Supporting Compensation Claims Using Orthopedic Evaluations

Insurance and compensation claims usually require an independent medical professional to provide a report that corroborates or dismisses the claims. Attorneys and insurance adjusters rely on independent medical evaluation reports to determine the veracity of personal injuries and workers' compensation claims. For example, people often suffer injuries following accidents, some of which are classified as musculoskeletal injuries. Attorneys rely on independent orthopedic evaluations to determine the extent of the musculoskeletal injuries and the expected recovery period. At the same time, insurance adjusters use the evaluation report to gauge how much compensation is fair given the circumstances. Below are ways in which independent orthopedic evaluations determine if a party is entitled to compensation.

They Are a Form of Expert Testimony

The first reason why independent medical evaluations are vital is their evidential weight. Typically, expert witnesses offer valuable testimony because of their advanced knowledge in the matter of interest. Independent orthopedic evaluations are important in personal injury claims and workers' compensation claims because they confirm or refute the claimants' suffered injuries. Orthopedic practitioners have a unique understanding of compression fractures, broken bones, dislocations, stress fractures, and tendon injuries. Thus, they are qualified to testify on the type and extent of a victim's injuries. Overall, testimonies contained in independent orthopedic evaluations are enough to shift the court's findings, ascertaining their significance.

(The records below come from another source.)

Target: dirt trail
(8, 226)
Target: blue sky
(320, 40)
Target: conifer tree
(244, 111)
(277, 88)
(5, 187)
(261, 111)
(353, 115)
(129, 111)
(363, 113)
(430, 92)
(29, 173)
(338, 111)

They Provide a Guideline for Determining the Compensation Amount

Determining the fair compensatory amount in personal injury claims and workers' compensation claims can be difficult. Courts, attorneys, and insurance adjusters rely on help from experts to determine whether a claim is valid and how much it is worth. The compensation amount usually varies depending on the severity of the injury. Independent orthopedic evaluations contain a detailed account of the plaintiff's medical history, the extent of the injury suffered, the type of injury, and an evaluation of the treatment procedures used. If the findings in the independent orthopedic evaluations report tally with the plaintiff's claims, they are entitled to the compensatory amount they claim. Orthopedists have advanced knowledge of tissue, bone, and muscle injuries, allowing them to offer a fair, reliable, and accurate assessment of the plaintiff's injuries. 

They Can Be Used to Establish Causation

Personal injury claims require the plaintiff to show that the damage or injury suffered directly affects the defendant's actions. Employees in workers' compensation claims must also demonstrate that their injuries or illnesses are work-related. Independent orthopedic evaluations offer a detailed account of the cause of an injury and the patient's medical history. From a patient's medical history, attorneys and insurance adjusters can determine whether an injury results from the defendant's negligence or if it is a pre-existing injury, providing grounds for compensation.